The region is home to about 3 million people, of which an estimated 2.1 million need humanitarian assistance, the U.N. agency said. “This increase in hostilities has caused civilian deaths and injuries, as well as damage to vital civilian infrastructure, such as hospitals, schools and other service-related centers in north-west Syria,” the report said.

A hearing on U.S. strategy in Syria by Pentagon officials before the House Armed Services Committee was cancelled Friday, so lawmakers could return to their districts in advance of Hurricane Florence.

U.S. and other nations have warned Syria not to use chemical weapons in the expected assault against Idlib, as it did in at least two earlier military assaults.

“The first time around he lost 17 percent of his pointy nosed Air Force airplanes,” Defense Secretary James Mattis told Pentagon reporters this week, referring to Syrian President Bashar al-Assad. That was the U.S. strike on a Syrian airfield in April 2017 following a chemical weapons attack by the Assad government on residents in the northern Idlib province — the same area under attack now.

“He’s been warned,” Mattis said Tuesday. “And so we’ll see if he’s wised up.”

The Russian ships are the newest element in suspected pre-assault staging, Pentagon officials said Thursday.

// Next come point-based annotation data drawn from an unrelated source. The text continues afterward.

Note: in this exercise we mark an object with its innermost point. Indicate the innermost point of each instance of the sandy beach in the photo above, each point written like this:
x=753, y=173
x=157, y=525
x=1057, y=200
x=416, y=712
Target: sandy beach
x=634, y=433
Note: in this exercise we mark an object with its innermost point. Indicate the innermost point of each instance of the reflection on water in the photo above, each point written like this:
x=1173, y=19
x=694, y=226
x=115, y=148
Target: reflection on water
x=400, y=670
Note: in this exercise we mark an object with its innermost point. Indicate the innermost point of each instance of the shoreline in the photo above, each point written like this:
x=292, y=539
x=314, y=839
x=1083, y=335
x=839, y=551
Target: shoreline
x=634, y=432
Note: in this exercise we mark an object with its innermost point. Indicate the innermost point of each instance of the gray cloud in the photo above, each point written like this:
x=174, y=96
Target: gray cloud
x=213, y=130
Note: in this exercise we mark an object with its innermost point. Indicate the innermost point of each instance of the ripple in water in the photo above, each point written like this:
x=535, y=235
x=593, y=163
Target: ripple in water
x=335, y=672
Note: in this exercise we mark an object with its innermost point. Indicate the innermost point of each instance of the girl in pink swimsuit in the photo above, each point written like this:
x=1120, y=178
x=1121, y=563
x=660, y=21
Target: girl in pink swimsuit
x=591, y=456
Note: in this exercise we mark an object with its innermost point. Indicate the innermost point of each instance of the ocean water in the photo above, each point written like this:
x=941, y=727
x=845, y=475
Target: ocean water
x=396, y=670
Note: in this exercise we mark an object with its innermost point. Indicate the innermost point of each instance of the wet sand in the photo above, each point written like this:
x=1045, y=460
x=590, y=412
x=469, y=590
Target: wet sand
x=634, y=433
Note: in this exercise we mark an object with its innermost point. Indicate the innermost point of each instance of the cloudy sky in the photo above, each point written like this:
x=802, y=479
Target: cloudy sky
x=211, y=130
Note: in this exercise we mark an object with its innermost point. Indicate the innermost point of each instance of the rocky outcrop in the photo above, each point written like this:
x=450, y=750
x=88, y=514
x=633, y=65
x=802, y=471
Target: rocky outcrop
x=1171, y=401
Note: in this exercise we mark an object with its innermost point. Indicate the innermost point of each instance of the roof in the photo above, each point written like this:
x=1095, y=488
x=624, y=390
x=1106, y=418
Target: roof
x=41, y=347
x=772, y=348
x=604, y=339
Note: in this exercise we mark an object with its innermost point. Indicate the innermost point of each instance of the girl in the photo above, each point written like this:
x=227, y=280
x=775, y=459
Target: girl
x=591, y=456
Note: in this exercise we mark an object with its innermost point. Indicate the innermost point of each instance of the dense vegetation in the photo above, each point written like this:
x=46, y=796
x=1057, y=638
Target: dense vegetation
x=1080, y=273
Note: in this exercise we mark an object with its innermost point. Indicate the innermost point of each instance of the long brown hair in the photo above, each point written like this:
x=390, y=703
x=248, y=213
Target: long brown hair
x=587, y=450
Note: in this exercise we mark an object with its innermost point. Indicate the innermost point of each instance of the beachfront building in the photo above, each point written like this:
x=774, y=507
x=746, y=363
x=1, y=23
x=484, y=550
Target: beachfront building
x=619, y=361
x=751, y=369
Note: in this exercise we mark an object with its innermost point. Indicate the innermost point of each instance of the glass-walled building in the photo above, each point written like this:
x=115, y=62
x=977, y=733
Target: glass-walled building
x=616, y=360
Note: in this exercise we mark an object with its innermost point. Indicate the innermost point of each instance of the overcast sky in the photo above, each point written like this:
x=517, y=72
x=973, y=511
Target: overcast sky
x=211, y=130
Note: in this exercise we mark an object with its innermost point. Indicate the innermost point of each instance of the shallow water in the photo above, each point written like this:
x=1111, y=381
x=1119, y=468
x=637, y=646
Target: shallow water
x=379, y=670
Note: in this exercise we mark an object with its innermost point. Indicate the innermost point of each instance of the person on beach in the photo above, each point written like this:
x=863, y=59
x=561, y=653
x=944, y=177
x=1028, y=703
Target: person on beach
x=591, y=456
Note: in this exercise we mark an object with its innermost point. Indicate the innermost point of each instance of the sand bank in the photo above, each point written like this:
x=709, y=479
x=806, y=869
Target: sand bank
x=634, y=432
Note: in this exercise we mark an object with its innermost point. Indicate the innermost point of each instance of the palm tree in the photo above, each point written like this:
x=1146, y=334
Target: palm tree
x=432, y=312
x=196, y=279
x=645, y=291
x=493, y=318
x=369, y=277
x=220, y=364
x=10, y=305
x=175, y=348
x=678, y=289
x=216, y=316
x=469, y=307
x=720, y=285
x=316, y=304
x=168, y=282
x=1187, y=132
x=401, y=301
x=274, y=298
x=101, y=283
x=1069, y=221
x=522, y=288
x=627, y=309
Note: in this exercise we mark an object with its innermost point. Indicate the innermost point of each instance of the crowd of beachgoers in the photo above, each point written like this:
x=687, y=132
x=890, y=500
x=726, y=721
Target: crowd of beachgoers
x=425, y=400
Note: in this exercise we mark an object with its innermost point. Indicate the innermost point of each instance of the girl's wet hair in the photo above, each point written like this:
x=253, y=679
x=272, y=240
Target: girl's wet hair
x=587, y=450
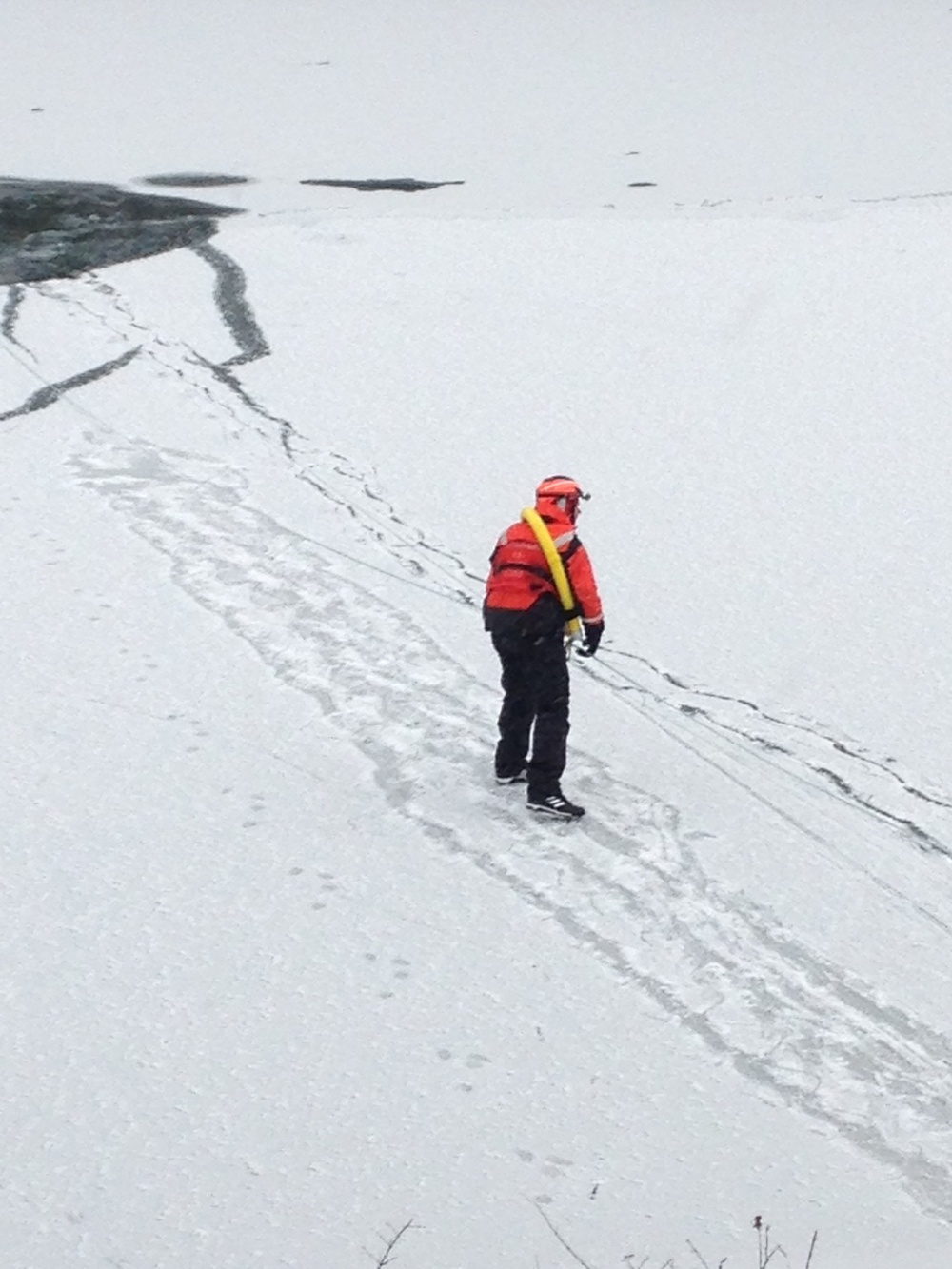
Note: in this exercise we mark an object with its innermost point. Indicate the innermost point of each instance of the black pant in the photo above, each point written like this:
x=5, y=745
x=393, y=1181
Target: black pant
x=536, y=690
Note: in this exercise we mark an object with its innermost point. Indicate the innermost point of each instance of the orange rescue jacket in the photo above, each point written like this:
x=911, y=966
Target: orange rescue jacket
x=521, y=582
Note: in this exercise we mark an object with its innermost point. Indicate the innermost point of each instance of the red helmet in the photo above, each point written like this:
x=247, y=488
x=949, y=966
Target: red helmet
x=560, y=492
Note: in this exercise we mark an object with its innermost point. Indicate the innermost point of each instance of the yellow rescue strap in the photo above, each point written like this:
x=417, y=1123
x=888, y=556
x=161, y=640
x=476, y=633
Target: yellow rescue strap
x=573, y=624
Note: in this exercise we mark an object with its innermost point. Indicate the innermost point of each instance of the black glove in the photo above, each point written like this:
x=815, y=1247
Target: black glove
x=593, y=637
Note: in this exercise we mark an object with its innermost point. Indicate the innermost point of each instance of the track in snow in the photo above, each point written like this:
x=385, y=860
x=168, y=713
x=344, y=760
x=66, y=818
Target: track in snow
x=625, y=883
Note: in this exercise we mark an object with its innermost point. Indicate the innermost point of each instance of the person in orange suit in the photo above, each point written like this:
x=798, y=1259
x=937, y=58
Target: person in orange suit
x=526, y=620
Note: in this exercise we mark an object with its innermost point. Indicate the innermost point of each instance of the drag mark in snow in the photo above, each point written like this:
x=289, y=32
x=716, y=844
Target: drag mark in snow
x=847, y=770
x=51, y=392
x=625, y=883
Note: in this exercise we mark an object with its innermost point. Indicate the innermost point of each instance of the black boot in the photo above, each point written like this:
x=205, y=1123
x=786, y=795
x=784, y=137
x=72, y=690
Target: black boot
x=555, y=803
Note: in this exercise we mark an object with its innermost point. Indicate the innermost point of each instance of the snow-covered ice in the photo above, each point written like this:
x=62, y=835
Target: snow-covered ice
x=284, y=970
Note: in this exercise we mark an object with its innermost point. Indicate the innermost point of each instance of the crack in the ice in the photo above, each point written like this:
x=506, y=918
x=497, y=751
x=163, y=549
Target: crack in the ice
x=51, y=392
x=15, y=294
x=783, y=1016
x=231, y=301
x=838, y=783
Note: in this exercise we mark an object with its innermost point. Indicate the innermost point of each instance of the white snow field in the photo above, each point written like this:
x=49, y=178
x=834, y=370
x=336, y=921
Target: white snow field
x=284, y=972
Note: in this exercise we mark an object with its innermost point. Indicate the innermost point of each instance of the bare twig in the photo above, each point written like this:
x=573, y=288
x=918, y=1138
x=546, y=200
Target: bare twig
x=387, y=1257
x=810, y=1253
x=571, y=1252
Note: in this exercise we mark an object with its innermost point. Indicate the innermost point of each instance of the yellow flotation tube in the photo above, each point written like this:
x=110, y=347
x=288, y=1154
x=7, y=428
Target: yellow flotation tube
x=573, y=622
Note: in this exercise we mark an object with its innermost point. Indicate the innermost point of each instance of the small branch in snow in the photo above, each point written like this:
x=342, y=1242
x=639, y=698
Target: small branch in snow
x=571, y=1252
x=387, y=1257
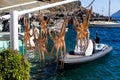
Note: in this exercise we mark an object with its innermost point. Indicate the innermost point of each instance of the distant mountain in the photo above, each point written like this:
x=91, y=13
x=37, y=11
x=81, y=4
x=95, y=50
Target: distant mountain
x=116, y=14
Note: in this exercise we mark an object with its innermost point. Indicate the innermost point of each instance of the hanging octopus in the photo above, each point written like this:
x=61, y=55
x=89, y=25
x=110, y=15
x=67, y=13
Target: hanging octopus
x=43, y=25
x=59, y=41
x=40, y=44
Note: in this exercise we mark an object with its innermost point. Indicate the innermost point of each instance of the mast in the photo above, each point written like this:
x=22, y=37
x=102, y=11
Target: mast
x=109, y=11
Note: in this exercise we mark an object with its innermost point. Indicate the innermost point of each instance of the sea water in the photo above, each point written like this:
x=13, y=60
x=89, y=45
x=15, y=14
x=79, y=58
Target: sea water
x=105, y=68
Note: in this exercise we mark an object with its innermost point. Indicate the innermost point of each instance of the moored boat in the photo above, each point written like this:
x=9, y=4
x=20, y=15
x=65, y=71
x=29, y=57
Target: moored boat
x=99, y=51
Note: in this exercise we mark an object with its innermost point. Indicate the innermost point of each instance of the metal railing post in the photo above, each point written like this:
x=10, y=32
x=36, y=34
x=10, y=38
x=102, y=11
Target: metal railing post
x=14, y=30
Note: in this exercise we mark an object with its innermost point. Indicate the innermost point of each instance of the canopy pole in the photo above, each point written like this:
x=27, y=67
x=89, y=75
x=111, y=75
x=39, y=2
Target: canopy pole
x=14, y=30
x=46, y=6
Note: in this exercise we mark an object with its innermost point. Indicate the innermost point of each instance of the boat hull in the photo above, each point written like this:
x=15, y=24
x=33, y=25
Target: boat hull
x=83, y=59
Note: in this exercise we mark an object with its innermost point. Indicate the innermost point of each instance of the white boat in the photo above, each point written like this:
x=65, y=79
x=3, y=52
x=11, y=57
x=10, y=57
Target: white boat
x=91, y=54
x=104, y=24
x=108, y=23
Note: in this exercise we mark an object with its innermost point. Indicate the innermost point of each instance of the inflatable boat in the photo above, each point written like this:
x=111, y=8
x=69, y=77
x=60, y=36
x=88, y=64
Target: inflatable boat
x=92, y=53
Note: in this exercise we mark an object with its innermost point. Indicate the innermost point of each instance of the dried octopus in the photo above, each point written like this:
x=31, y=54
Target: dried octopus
x=82, y=29
x=59, y=41
x=40, y=44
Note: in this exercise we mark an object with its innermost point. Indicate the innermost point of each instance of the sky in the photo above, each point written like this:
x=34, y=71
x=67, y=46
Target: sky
x=102, y=6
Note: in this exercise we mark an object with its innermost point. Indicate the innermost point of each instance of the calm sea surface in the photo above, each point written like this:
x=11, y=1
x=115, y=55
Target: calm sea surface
x=105, y=68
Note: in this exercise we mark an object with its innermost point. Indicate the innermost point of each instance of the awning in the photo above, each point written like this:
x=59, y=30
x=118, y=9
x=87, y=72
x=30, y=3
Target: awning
x=8, y=5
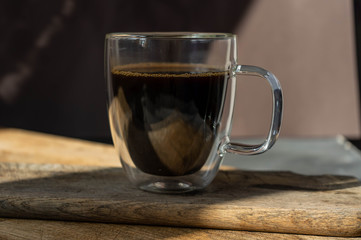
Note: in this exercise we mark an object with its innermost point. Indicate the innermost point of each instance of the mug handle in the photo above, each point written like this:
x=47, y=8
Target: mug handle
x=246, y=149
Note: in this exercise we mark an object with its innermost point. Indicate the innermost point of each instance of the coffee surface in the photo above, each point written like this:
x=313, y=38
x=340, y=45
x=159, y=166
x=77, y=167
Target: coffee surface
x=168, y=114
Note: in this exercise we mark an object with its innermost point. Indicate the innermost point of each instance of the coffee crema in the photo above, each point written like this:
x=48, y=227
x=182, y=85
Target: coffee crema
x=168, y=114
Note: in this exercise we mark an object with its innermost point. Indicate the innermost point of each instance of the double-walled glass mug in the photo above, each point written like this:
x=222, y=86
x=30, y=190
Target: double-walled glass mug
x=170, y=104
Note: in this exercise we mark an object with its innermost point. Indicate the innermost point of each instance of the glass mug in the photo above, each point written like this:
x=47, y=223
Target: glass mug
x=170, y=105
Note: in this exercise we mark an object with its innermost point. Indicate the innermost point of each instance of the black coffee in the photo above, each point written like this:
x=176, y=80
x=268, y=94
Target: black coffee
x=168, y=115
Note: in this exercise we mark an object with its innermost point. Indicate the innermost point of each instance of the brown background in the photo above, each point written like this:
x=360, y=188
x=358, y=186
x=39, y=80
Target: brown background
x=309, y=45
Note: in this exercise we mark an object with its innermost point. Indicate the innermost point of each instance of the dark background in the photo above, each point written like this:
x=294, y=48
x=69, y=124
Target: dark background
x=51, y=55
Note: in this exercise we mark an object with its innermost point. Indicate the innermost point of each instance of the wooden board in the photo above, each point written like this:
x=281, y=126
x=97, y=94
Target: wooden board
x=19, y=229
x=280, y=202
x=252, y=201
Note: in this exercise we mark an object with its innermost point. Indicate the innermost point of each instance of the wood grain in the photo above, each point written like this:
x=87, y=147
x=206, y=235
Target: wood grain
x=48, y=177
x=16, y=229
x=238, y=200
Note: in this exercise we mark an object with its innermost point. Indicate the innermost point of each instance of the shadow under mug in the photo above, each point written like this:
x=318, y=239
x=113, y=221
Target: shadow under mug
x=170, y=105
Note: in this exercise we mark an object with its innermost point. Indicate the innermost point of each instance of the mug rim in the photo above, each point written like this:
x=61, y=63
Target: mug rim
x=169, y=35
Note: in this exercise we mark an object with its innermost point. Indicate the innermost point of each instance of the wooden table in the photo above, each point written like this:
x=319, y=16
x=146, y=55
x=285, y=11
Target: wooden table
x=53, y=187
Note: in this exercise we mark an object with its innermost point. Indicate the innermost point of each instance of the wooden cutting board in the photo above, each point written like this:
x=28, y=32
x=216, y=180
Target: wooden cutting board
x=280, y=202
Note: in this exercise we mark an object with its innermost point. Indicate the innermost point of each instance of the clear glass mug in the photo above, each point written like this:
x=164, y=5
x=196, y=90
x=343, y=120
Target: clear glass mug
x=170, y=105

The Russian navy force “has been steadily building a large contingent of naval assets close to Syria with more than a dozen ships, many of those Kalibr-missile-equipped,” Pentagon spokesperson Eric Pahon told CNN’s Ryan Browne. Kalibr long-range cruise missiles continually change altitude and direction after launching and speed up as they hone in on their targets. Consequently, the missiles are exceedingly difficult for anti-craft and anti-missile systems to detect and intercept.